In January, 1953, I went to a party at the house of a psychiatrist I had known ever since I was a young reporter and covered Belleyue Hospital and the Medical Examiner’s office. Among the other guests was a woman psychiatrist who was on the staff of Pilgrim State Hospital, which is out in Suffolk County, Long Island, at a place called West Brentwood. I had seen her several times before at my friend’s house and had al
ways enjoyed talking with her, not about psychiatry—we never talked about that—but about things like the feeding habits of striped bass; she was an obsessed surf caster. This evening, when I spoke to her, she told me that she was taking a leave of absence from the hospital to have a baby. Then she said she had something she wanted to tell me, and we walked over and stood by a window. “We have an old friend of yours out at Pilgrim State,” she said. “The man you wrote about who’s the author of ‘An Oral History of the World,’ or whatever it is he calls it. Joe Gould.” She said that Gould had collapsed on the Bowery one afternoon around the middle of November and that an ambulance from Columbus Hospital had picked him up. He was found to be suffering from “confusion and disorientation,” and Columbus, which doesn’t have a psychiatric service, had transferred him to the psychiatric division at Bellevue. Bellevue had kept him under observation until sometime around Thanksgiving, and had then transferred him to Pilgrim State.

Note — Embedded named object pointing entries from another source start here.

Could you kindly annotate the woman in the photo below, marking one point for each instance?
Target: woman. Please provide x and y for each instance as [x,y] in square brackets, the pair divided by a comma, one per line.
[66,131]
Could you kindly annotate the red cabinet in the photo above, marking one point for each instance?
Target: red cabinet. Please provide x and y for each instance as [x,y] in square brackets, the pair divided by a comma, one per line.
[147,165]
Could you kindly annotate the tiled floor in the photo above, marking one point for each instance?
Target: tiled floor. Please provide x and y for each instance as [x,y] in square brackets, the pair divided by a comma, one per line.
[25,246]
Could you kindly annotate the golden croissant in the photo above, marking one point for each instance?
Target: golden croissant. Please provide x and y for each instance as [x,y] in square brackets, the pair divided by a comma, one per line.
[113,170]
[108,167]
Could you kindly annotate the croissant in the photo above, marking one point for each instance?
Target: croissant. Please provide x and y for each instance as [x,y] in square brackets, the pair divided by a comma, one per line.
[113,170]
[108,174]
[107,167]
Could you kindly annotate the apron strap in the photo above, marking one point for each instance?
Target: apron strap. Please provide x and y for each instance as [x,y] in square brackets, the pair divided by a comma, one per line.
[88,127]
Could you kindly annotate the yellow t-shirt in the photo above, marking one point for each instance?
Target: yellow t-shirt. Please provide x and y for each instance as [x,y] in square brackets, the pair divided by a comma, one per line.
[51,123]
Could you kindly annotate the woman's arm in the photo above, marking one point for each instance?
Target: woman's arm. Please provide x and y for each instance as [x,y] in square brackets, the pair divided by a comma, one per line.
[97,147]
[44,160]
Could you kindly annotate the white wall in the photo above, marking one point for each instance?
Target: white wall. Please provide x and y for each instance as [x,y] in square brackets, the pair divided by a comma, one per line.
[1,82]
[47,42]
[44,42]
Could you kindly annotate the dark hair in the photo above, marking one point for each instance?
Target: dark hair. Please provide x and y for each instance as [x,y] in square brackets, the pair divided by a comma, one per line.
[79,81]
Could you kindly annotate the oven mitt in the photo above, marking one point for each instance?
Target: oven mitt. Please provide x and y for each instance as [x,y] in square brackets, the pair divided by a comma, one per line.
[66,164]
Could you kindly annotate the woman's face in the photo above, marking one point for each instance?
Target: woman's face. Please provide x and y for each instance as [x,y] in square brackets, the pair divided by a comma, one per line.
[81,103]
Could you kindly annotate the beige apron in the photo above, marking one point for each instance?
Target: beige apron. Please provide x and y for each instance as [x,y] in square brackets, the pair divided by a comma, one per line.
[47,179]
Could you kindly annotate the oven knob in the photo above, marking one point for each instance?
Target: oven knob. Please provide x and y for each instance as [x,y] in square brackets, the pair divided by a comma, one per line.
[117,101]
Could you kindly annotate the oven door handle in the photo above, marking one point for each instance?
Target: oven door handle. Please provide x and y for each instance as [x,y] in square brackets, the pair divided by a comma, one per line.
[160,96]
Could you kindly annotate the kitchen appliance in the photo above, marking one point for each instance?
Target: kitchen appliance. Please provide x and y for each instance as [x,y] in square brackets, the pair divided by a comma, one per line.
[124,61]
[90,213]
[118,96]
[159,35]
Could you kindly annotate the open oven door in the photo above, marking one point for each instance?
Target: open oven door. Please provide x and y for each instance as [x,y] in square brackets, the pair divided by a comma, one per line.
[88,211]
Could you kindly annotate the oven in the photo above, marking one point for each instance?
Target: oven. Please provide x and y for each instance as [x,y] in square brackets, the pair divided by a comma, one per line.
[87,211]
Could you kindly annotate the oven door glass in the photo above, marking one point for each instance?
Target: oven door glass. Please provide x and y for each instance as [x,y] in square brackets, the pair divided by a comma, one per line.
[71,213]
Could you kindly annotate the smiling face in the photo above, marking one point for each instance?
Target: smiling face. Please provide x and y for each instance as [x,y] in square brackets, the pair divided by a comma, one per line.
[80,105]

“What’s the matter with him?” I asked. “What do you call it?”
“It’s nothing at all strange or unusual,” she said. “Arteriosclerotic senility. The same thing a lot of us will have if we live long enough. Only, in his case it hit him rather early—he’s only sixty-three. Also, he has something wrong with his kidneys. Also, since he’s been out at Pilgrim State he’s had a staggering number of minor ailments, one right after another. That often happens to men of his type, the Bowery type, once they finally get into a hospital. Among other things, he’s had the worst case of conjunctivitis I’ve ever seen, an acute attack of bursitis, a terrible boil on the back of his neck, a series of chills, a series of earaches, and a persistent pain of some kind in his stomach. And I suspect he’s just getting started.”